Another part of that magic is the physical connection that a man or a woman establishes with the animal world. Part of that connection is made with the birds as we honor the harvest that nourishes us. The same is true at a profoundly philosophical level with all hunting. In the upland world, though, we connect with the dogs in a partnership that is both necessary and enriching. Without the dogs, we’d have a more difficult time finding the birds, making the hunt more like a hike with the occasional shooting. But there’s more to it. We, the dogs and the hunters, grow as individuals through the partnership, building mutual trust and appreciation for each other, even though we don’t speak the same language. We honor the passing of our dogs as only humans can do, and we give them immortality by telling their stories long after they’re gone, both the good ones and the bad ones. We also tell our dogs sensitive things in the strictest of confidence as they watch us from the passenger seat of the truck, knowing that they’ll take those secrets to their grave and love us all the more for it. Such unconditional love is a philosophical salve for humans, and we could all use a little more of it.
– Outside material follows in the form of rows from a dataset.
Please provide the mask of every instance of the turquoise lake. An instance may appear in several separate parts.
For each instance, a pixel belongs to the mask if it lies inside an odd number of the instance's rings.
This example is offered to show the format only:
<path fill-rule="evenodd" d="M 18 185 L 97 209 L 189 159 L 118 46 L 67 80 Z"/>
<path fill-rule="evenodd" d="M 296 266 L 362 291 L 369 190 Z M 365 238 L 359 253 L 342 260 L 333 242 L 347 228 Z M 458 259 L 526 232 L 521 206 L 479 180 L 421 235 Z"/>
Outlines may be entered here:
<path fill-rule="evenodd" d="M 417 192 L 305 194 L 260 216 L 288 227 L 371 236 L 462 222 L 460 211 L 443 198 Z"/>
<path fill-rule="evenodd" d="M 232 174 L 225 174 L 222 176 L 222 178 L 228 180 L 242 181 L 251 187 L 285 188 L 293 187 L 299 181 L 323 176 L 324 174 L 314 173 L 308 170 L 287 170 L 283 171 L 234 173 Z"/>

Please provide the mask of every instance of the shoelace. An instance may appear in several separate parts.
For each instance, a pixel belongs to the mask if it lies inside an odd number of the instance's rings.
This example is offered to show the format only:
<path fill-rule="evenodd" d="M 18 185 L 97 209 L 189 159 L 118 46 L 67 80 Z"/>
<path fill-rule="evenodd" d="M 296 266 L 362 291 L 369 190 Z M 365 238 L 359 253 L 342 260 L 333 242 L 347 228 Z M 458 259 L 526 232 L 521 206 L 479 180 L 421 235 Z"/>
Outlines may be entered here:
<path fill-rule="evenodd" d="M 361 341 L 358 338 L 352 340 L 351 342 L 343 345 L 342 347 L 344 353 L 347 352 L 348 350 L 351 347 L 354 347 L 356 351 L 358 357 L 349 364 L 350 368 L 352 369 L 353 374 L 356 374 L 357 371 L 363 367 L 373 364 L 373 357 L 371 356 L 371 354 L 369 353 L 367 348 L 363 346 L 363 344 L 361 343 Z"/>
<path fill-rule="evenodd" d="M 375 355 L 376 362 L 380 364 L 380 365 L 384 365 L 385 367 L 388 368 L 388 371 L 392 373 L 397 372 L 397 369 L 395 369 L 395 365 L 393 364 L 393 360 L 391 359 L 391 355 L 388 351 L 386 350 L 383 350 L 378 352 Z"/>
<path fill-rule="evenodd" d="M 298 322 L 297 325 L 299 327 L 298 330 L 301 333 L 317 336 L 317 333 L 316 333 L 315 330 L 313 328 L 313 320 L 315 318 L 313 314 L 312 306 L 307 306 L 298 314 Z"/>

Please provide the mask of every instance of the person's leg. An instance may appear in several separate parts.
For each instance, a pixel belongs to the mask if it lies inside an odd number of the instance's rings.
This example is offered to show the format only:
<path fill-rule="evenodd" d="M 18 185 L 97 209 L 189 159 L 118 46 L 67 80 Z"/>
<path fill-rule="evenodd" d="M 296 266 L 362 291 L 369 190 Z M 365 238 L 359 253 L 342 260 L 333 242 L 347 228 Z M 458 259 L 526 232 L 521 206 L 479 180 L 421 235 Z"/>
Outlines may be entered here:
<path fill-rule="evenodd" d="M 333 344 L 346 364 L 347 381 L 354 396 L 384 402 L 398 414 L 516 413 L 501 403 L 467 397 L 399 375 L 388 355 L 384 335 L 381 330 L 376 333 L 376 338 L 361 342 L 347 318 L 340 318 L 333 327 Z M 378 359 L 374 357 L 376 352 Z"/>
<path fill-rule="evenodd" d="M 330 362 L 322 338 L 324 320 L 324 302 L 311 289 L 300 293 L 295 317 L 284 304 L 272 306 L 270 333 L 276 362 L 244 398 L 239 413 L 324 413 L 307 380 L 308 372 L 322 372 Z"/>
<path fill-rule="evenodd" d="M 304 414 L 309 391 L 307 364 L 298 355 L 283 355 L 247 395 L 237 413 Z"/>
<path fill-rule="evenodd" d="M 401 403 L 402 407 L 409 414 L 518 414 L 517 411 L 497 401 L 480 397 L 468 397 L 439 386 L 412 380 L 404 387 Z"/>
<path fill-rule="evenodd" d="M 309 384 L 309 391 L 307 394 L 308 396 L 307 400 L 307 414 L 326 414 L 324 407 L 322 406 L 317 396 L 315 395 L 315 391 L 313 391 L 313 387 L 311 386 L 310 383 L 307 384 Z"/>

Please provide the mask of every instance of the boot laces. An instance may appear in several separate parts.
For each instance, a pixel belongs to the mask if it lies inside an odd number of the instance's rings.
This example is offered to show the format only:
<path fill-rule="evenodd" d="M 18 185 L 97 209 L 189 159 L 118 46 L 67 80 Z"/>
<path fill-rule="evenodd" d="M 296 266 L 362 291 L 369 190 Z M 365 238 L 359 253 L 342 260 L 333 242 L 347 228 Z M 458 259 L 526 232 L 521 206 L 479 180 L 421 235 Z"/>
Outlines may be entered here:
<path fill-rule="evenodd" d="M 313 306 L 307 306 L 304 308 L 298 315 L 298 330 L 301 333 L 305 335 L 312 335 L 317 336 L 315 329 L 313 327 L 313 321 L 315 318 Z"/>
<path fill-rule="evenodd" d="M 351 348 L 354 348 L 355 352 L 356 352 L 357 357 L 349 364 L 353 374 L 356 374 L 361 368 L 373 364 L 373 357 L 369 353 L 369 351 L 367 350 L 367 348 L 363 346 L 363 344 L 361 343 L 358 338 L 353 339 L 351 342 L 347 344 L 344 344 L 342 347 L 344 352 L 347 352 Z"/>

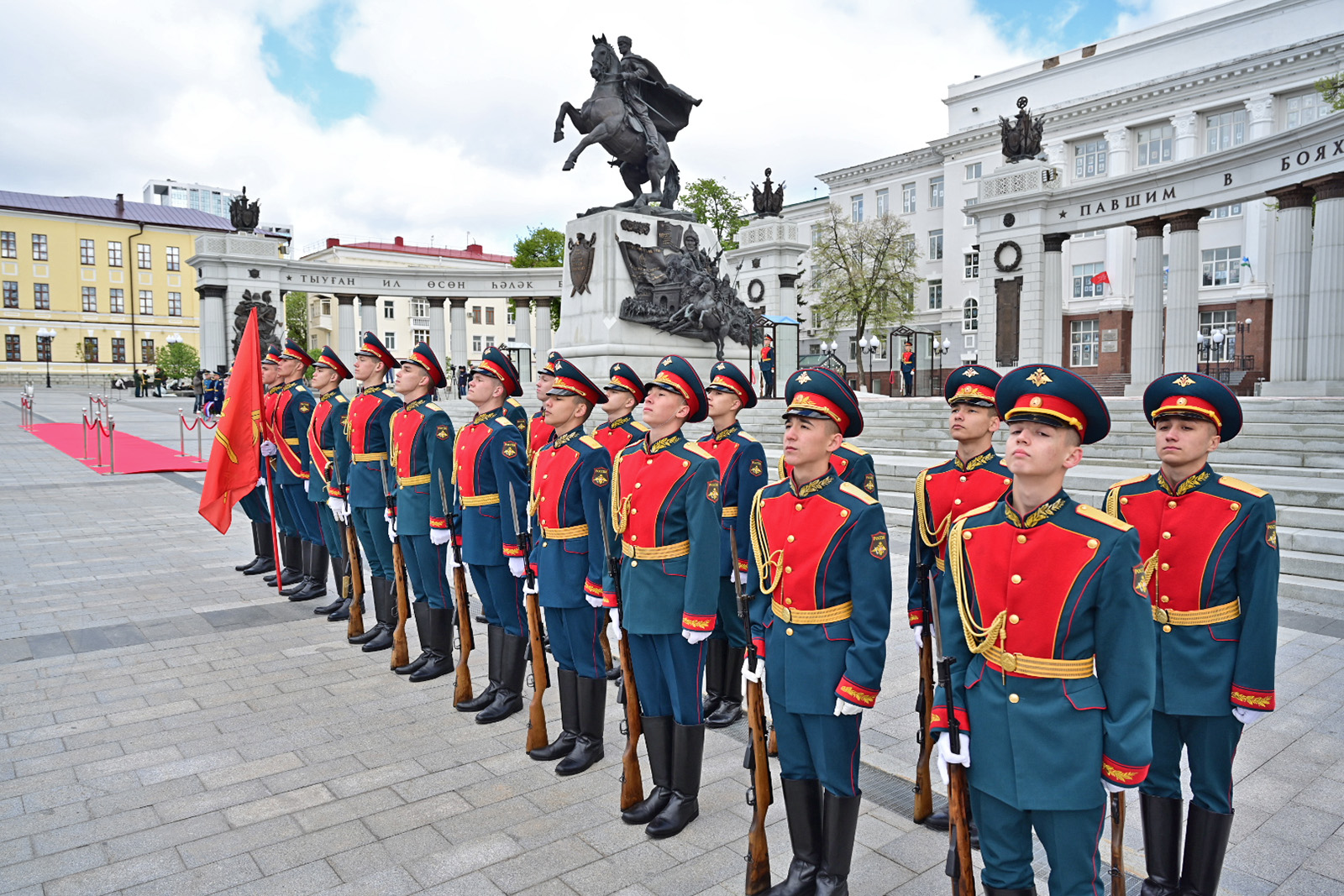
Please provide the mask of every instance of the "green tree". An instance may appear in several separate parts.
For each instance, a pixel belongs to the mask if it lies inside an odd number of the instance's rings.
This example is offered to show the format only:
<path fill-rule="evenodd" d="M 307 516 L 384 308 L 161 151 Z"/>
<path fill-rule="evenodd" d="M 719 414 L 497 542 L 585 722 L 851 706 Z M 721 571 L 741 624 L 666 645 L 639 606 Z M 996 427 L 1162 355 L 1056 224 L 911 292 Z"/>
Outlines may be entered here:
<path fill-rule="evenodd" d="M 906 322 L 921 281 L 918 261 L 914 234 L 903 219 L 882 215 L 855 223 L 832 204 L 816 224 L 812 247 L 813 320 L 825 321 L 832 337 L 836 329 L 853 326 L 860 340 L 870 328 Z M 857 359 L 862 383 L 863 352 Z"/>
<path fill-rule="evenodd" d="M 742 204 L 742 196 L 737 196 L 712 177 L 702 177 L 681 191 L 680 200 L 702 223 L 714 228 L 714 235 L 719 238 L 724 251 L 738 247 L 735 236 L 747 226 L 747 210 Z"/>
Fly-fishing offers a similar philosophical experience, and one that is foundational to the human experience: man versus nature. It would be easy to cast the stream itself into this role, as wading into rushing water over the uneven and unseen ground beneath can be treacherous. But it goes deeper. So maybe you add the tree branches that seem to reach out into the water and grab your flies, typically winning nature’s conflict with man, as evidenced by the seasonal array of line and lure adorning the stream-side flora that borders the productive streams. [Insert heavy sigh here] Tourists. We cast the fish, though, in the leading role in this edifying conflict, at least when we are lucky enough to hook them. It is the struggle we face when stripping line and feeding line in response to the fish that is both tactile and enlightening for us. In it, we face an equally gifted foe, wily and wary in his domain, fighting the good fight against what many see as the top of the food chain. He uses every instinct and skill he possesses to cut the line on a rock or release the tension enough to spit the hook back at us. Many times the fish wins, and he is all the wiser for our troubles. Even when we win, we often release the fish back into the stream to fight another day.
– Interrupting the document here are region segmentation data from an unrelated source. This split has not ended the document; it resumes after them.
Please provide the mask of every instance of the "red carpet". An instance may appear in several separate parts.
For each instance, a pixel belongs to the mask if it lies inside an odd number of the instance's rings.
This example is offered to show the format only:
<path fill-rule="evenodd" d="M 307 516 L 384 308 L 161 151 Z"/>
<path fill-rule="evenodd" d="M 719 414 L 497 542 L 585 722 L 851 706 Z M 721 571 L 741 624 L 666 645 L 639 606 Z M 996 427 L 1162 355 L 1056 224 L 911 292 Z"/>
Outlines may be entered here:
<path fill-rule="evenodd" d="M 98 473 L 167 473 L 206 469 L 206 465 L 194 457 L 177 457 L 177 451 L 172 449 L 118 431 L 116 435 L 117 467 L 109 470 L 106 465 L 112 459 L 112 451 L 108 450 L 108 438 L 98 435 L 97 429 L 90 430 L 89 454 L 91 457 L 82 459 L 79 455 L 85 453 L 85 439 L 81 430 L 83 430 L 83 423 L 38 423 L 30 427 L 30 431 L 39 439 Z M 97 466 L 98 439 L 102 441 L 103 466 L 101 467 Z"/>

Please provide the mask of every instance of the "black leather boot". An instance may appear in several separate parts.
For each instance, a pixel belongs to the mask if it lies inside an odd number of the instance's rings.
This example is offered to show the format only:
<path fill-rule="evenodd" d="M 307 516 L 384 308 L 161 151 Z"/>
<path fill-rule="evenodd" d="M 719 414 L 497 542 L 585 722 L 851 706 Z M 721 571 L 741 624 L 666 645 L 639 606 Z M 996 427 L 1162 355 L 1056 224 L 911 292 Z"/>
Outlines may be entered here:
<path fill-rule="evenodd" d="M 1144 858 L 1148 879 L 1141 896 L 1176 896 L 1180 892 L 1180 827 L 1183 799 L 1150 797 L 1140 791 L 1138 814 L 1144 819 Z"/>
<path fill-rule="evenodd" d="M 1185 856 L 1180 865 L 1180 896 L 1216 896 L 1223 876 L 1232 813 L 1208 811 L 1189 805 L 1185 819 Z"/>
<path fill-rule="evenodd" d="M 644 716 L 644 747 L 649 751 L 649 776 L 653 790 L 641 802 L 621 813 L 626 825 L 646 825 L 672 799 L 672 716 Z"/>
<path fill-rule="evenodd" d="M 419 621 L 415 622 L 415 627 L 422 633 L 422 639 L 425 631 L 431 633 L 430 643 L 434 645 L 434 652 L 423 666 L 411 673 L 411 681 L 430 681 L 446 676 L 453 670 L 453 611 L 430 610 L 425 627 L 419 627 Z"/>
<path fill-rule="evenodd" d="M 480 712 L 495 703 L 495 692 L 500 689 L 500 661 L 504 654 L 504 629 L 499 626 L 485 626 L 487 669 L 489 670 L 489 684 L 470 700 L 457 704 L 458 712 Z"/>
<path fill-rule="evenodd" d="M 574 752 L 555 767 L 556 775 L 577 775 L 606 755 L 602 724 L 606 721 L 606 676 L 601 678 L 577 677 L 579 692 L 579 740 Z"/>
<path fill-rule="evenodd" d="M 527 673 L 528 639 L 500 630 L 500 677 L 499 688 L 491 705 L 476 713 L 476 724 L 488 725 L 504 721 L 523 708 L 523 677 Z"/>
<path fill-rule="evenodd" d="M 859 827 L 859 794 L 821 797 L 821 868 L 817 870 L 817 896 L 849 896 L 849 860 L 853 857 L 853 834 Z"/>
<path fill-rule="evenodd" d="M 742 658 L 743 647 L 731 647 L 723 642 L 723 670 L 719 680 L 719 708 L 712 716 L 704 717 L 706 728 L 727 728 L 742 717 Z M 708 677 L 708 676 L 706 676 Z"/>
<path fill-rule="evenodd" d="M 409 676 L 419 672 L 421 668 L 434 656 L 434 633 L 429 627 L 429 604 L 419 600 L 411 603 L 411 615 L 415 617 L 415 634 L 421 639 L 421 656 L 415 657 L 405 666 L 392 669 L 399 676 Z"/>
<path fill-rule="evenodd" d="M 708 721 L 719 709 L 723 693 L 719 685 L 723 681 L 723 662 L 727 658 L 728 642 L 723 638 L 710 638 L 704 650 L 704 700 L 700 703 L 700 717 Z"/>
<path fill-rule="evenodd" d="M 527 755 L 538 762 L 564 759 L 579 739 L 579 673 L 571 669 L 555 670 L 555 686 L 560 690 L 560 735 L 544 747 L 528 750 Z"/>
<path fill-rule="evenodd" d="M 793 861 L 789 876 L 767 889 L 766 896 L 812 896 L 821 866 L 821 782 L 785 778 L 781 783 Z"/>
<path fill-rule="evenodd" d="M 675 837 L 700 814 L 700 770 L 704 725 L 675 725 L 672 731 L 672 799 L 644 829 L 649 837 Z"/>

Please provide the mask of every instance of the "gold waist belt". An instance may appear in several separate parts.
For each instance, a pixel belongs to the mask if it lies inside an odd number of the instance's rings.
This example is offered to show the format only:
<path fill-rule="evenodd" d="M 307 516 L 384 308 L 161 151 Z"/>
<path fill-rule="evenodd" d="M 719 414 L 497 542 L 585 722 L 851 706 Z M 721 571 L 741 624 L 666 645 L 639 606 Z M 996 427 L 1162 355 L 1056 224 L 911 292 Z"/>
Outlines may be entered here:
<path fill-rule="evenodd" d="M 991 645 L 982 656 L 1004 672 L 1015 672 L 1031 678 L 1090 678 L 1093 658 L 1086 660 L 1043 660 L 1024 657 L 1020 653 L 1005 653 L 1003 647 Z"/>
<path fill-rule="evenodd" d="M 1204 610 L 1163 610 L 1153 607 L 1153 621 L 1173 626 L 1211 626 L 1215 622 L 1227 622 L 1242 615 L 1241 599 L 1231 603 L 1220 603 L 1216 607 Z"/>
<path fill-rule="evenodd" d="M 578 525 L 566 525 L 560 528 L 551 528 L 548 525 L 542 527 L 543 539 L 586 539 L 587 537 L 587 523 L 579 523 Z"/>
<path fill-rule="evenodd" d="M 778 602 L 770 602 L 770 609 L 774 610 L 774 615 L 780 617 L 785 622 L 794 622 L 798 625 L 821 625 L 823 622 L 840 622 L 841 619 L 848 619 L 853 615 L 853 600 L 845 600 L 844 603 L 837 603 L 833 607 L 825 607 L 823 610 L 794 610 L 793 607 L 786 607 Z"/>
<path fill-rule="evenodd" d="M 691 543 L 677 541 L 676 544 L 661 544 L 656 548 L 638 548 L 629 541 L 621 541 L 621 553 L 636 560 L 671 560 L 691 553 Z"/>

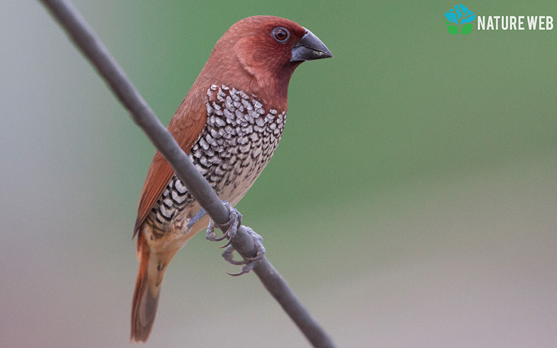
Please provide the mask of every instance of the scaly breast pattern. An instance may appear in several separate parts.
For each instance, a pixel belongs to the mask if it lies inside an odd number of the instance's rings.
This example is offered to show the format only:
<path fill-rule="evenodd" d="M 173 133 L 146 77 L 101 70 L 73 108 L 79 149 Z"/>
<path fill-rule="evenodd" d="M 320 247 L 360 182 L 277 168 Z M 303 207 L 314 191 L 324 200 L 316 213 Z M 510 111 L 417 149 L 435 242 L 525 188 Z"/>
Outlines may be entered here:
<path fill-rule="evenodd" d="M 286 112 L 267 107 L 255 95 L 226 86 L 207 91 L 207 125 L 189 158 L 221 199 L 237 203 L 261 173 L 281 140 Z M 164 232 L 189 219 L 195 200 L 175 175 L 148 219 Z M 187 221 L 185 221 L 187 222 Z"/>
Catch and release is a philosophical choice, an abstraction of our primal instinct to harvest game to feed ourselves, similar to the decision we make to harvest only one or two from the rise of an established covey. In making these choices, we delay immediate gratification—bird or fish in hand—in exchange for the promise of another point, another flush, another rise of fish or fowl that invariably stirs the senses and reconnects us with nature. That promise also strengthens our connection to family and friends who celebrate the harvest with excellent food and drink. Epicurus would be proud.